Ce taux inférieur à celui enregistré en 2015 (3,4%) s’explique essentiellement par la multiplication des vents contraires qui soufflent sur la région. La baisse des cours des matières premières et la sécheresse viennent en effet de se greffer à l’épidémie d’Ebola pour rompre une longue période de croissance solide.

Dans son nouveau rapport sur les  respectives économiques régionales pour l’Afrique subsaharienne, intitulé «Le temps d’un changement de  politique», le FMI a estimé que la croissance devrait remonter à 4% en 2017 dans la région, indiquant que «les perspectives de croissance à moyen terme restent robustes» au sud du Sahara.

«Mais pour réaliser ce potentiel, un changement substantiel des politiques publiques est nécessaire dans de nombreux cas», a cependant souligné l’institution.

Les pays exportateurs de matières premières sont en effet plus que jamais appelés à contenir leurs déficits budgétaires surtout que la baisse des prix des matières premières pourrait s’installer dans la durée.

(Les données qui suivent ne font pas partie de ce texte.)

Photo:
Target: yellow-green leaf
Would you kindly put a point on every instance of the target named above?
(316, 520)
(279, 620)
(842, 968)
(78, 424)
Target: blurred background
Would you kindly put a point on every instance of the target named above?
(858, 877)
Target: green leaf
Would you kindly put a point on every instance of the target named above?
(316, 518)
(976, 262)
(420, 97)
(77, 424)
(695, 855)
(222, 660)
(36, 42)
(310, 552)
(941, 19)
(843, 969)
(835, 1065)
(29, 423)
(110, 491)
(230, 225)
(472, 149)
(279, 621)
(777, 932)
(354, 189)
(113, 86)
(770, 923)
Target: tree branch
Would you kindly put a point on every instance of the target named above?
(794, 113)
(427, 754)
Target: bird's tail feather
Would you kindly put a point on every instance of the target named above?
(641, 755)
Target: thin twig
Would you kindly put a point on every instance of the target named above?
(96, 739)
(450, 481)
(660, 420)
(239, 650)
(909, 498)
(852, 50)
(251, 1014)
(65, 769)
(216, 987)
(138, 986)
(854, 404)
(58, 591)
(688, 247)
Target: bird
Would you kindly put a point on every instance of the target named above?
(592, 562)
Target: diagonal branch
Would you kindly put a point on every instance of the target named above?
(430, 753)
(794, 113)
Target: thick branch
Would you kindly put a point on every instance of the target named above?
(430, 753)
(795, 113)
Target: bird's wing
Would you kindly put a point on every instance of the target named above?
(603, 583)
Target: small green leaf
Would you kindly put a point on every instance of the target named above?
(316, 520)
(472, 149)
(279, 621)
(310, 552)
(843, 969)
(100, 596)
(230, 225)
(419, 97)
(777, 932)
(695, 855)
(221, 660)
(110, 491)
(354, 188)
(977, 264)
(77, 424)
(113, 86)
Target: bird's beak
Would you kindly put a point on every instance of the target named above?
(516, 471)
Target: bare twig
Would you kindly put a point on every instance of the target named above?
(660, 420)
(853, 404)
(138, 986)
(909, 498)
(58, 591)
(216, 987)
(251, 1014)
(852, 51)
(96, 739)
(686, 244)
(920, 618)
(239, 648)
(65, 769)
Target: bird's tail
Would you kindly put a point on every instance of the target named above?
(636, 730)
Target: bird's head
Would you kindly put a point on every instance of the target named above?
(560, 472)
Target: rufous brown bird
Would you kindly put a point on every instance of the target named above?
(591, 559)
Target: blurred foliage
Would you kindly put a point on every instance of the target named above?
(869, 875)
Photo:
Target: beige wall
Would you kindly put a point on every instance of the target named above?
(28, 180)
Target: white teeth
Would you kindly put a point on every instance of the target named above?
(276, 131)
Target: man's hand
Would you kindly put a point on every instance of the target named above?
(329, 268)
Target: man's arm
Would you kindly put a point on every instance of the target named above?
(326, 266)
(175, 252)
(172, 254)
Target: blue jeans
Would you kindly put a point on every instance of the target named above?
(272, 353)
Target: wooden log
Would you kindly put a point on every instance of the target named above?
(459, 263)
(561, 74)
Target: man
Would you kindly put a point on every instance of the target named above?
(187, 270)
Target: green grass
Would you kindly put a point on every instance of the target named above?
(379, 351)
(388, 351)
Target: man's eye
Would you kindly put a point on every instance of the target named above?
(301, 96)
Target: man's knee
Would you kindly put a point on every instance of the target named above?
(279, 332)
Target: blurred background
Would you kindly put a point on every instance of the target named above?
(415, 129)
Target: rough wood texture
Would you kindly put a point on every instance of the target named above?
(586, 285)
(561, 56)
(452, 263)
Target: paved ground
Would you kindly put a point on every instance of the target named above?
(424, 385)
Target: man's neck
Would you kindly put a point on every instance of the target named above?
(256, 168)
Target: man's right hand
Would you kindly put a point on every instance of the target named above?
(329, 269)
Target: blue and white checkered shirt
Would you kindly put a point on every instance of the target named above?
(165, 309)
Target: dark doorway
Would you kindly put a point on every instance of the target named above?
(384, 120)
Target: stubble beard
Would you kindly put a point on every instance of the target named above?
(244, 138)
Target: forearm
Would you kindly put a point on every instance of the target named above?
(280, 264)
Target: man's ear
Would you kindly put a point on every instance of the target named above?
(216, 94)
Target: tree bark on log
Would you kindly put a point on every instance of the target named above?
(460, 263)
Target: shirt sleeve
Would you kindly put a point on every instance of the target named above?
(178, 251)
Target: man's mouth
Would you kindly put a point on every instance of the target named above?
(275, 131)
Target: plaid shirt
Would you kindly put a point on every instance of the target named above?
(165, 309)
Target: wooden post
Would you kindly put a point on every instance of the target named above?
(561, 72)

Le FMI a notamment cité l’Angola, le Nigeria, le Ghana, l’Afrique du Sud et la Zambie parmi pays les plus touchés par la chute des cours de matières premières. La Guinée, le Libéria et la Sierra Leone souffrent encore des répercussions économiques de l’épidémie d’Ebola,  tandis que plusieurs pays d’Afrique australe et  d’Afrique de l’Est, dont l’Ethiopie, le Malawi et le Zimbabwe, subissent les effets dévastateurs sécheresse sans précédent depuis plusieurs décennies.

Selon l’institution basée à Washington, certains pays de la région, dont la Côte d’Ivoire, le Kenya et le Sénégal, devraient néanmoins enregistrer une croissance supérieure à 5% grâce notamment aux investissements dans les infrastructures et une forte consommation privée. Ces pays ont aussi tiré profit de la chute des prix de pétrole bien que l’effet bénéfique de cette baisse ait été amoindri par le recul des cours des autres matières premières et la dépréciation des monnaies nationales face aux devises fortes.